[HN Gopher] Updating a 50 terabyte PostgreSQL database (2018)
       ___________________________________________________________________
        
       Updating a 50 terabyte PostgreSQL database (2018)
        
       Author : Maksadbek
       Score  : 99 points
       Date   : 2022-01-13 17:06 UTC (5 hours ago)
        
 (HTM) web link (www.adyen.com)
 (TXT) w3m dump (www.adyen.com)
        
       | jfbaro wrote:
       | Thanks for sharing this. Really interesting. But a basic
       | question, why not upgrading to PG 13 instead? I am curious about
       | the reasons for staying on an older version of PostgreSQL.
        
         | jfbaro wrote:
         | I see it now that it's a 2018 article. Makes sense!
        
         | hawk_ wrote:
         | Interesting. Does PG13 let then do this without downtime?
        
           | CubsFan1060 wrote:
           | Not from 9.4, but now there is a path using logical
           | replication between versions:
           | https://www.percona.com/blog/2019/04/04/replication-
           | between-...
        
       | simonw wrote:
       | I didn't understand how they avoid downtime during the upgrade -
       | they start with "Stop traffic to the database cluster" and then
       | perform a bunch of steps that each take 5-10 minutes or longer
       | before starting traffic again - so do they just accept the
       | downtime and schedule it in advance, or did I miss a detail?
        
         | rattray wrote:
         | Yeah, they architect their application to accept DB downtime -
         | but I'm sure their services are still degraded to some degree
         | or another during this, and they aren't clear how much total DB
         | downtime they need for this (and how that time scales across
         | various axes).
         | 
         | Overall my takeaway is basically "if you want to upgrade a
         | large Postgres db, you'll need like an hour of planned downtime
         | and a lot of careful work" which... doesn't make me excited to
         | upgrade big postgres db's in production.
        
           | znpy wrote:
           | > Overall my takeaway is basically "if you want to upgrade a
           | large Postgres db, you'll need like an hour of planned
           | downtime and a lot of careful work"
           | 
           | HA is one of those things where MySQL wins hands down, sadly.

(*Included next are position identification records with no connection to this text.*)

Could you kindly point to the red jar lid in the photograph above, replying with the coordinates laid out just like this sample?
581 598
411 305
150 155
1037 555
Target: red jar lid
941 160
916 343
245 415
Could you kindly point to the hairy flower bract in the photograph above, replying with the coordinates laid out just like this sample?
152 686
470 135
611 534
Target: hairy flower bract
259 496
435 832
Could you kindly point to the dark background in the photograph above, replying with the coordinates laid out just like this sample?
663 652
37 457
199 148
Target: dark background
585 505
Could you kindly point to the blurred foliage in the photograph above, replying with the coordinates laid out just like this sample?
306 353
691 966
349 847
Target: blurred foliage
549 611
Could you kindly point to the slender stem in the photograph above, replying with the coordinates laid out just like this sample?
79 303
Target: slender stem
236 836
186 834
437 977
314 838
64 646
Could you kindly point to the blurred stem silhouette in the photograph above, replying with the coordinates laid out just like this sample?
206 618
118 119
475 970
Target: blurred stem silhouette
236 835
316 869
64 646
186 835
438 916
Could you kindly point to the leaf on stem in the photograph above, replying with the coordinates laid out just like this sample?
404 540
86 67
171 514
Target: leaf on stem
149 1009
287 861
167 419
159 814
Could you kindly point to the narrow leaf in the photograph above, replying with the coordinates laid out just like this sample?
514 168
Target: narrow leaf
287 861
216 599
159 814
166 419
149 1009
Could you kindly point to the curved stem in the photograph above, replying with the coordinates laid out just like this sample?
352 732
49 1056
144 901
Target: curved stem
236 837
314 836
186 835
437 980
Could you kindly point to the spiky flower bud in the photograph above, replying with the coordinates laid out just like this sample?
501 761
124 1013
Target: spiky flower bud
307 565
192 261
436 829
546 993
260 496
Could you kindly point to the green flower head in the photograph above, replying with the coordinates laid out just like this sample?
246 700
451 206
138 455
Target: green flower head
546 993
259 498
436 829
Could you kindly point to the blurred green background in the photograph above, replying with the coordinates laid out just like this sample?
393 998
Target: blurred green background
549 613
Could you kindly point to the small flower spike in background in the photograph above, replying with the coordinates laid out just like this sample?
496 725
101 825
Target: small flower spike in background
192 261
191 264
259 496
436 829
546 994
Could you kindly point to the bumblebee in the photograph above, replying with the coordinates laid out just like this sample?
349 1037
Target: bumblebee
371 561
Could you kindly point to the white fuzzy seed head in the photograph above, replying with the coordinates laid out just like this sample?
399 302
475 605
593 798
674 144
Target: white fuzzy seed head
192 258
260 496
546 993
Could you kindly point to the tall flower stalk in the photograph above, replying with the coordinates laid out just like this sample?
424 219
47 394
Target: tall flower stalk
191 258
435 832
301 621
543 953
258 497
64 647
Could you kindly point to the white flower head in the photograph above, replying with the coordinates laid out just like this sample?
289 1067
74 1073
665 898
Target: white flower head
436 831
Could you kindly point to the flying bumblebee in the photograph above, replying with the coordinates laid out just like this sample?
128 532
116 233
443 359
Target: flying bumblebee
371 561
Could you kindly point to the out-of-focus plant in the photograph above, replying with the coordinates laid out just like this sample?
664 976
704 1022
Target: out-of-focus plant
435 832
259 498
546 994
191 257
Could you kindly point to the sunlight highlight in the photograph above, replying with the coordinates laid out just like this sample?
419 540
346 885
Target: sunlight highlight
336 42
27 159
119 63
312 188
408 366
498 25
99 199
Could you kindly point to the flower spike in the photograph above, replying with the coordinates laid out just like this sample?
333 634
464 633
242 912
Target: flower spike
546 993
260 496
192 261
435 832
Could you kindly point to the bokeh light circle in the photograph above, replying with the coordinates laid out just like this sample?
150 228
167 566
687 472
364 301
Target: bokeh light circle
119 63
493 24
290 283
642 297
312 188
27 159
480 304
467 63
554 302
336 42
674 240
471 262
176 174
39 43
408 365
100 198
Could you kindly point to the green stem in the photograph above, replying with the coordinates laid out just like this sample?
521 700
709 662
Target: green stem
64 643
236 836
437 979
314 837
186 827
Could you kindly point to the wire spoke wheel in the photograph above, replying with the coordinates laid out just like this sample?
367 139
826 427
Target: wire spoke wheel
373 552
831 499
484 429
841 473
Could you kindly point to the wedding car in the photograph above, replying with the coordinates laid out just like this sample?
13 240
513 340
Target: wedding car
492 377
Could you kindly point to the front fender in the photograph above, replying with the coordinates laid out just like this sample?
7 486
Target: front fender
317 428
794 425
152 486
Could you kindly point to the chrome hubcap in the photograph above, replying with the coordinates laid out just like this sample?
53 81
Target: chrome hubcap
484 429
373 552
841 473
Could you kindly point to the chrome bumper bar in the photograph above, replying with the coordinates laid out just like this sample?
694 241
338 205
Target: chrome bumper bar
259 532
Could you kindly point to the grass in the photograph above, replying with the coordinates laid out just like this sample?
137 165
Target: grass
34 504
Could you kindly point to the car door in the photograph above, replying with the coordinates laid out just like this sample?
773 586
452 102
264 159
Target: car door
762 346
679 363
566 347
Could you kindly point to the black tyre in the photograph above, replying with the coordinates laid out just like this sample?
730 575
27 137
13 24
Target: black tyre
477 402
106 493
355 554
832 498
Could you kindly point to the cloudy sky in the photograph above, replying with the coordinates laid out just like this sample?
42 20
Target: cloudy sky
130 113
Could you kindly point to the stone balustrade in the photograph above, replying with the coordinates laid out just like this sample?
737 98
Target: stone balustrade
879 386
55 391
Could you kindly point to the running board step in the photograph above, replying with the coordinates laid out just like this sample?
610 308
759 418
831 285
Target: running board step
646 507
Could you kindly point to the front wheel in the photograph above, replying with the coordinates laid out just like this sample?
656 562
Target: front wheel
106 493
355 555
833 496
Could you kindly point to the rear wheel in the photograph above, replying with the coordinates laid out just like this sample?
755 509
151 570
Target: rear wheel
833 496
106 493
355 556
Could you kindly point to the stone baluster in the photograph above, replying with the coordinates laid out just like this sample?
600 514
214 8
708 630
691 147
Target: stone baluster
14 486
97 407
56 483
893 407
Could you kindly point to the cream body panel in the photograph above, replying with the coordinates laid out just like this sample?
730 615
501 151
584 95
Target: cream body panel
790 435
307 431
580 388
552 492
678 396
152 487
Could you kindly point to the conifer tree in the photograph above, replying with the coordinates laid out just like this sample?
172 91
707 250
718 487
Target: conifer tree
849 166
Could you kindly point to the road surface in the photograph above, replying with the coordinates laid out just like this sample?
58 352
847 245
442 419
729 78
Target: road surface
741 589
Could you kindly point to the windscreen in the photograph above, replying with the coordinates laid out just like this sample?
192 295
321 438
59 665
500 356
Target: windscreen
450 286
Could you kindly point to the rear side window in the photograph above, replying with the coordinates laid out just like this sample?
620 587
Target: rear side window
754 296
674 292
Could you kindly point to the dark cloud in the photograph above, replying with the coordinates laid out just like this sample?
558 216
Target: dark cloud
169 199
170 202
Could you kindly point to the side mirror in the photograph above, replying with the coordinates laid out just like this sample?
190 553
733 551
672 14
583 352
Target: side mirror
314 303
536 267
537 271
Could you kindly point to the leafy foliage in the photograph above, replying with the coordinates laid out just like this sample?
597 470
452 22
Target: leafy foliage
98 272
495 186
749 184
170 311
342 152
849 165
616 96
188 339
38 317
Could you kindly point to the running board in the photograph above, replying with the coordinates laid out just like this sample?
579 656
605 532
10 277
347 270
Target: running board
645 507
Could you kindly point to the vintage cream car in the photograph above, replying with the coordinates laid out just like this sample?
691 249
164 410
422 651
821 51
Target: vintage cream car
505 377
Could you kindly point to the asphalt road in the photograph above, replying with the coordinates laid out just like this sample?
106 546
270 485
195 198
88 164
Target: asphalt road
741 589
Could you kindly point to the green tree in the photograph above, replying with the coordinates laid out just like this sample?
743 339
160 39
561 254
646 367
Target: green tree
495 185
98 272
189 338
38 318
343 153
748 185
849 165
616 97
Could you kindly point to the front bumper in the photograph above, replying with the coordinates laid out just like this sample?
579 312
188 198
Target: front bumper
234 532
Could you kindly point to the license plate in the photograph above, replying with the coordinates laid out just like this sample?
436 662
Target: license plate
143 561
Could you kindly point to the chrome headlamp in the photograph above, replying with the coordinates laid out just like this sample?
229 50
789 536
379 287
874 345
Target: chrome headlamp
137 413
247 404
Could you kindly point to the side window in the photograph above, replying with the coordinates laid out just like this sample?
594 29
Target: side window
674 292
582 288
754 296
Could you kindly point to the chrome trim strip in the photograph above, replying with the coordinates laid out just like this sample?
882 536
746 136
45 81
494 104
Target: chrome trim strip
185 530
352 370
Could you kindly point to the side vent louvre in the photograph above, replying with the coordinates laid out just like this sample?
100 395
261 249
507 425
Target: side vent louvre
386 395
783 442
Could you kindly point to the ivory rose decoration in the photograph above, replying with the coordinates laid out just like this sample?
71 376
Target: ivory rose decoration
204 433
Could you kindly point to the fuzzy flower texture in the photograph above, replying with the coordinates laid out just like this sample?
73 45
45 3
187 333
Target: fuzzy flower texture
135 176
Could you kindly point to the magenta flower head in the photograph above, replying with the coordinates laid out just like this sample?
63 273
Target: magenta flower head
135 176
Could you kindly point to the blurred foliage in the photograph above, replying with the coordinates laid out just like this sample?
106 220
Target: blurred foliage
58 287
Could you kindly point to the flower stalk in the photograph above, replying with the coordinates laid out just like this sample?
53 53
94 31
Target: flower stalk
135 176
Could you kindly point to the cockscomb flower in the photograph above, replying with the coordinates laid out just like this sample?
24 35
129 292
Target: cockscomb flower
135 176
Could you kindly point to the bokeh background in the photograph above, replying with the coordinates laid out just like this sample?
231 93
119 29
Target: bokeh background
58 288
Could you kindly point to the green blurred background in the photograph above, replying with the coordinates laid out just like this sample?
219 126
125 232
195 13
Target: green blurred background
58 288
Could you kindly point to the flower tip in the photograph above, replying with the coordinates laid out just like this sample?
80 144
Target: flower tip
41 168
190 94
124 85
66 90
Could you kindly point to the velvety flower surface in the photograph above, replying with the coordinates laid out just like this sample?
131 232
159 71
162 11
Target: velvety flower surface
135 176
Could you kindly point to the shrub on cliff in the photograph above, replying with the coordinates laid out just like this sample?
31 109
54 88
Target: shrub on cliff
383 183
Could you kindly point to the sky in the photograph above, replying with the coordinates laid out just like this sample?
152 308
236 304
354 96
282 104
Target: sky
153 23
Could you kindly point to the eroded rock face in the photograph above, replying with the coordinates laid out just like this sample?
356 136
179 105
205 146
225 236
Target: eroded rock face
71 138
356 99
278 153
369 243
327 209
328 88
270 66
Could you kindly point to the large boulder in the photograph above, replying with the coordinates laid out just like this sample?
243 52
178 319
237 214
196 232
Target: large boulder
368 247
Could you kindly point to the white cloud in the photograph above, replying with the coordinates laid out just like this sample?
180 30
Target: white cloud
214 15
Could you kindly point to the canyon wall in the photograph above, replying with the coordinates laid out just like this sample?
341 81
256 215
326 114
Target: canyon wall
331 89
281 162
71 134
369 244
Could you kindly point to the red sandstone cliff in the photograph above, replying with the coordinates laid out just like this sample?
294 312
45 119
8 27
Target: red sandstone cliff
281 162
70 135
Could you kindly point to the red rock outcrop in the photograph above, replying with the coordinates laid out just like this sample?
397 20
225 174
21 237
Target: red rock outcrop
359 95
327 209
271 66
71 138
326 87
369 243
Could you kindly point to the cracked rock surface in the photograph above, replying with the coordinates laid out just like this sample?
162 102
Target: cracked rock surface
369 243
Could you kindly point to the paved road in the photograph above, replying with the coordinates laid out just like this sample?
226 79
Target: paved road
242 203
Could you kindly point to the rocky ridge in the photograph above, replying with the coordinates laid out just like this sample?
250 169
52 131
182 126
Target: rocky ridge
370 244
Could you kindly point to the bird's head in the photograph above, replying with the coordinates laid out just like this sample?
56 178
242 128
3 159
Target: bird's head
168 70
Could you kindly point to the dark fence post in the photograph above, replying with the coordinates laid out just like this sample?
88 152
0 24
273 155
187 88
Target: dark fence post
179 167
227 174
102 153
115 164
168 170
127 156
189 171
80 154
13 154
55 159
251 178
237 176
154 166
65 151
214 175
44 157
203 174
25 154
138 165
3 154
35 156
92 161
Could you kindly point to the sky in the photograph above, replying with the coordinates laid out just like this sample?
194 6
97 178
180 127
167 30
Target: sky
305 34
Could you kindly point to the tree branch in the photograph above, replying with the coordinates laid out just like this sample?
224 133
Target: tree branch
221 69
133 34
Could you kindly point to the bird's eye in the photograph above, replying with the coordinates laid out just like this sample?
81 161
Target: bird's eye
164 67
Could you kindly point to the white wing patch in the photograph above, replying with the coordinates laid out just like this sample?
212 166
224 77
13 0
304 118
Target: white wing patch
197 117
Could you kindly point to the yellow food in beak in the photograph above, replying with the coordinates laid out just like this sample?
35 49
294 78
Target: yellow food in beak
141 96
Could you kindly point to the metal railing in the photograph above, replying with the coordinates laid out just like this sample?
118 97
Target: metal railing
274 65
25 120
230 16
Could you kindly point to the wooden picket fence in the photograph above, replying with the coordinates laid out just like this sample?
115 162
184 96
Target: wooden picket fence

           | Sadly in the sense that PostgreSQL HA still looks like a
           | couple of hacks held together with duct tape, at least when
           | compared to MySQL solutions.
           | 
           | The Percona MySQL distribution has multi-master HA (Percona
           | Xtradb Cluster) which is great for HA, and vanilla MySQL 8.x
           | has group replication which iirc also is multi-master.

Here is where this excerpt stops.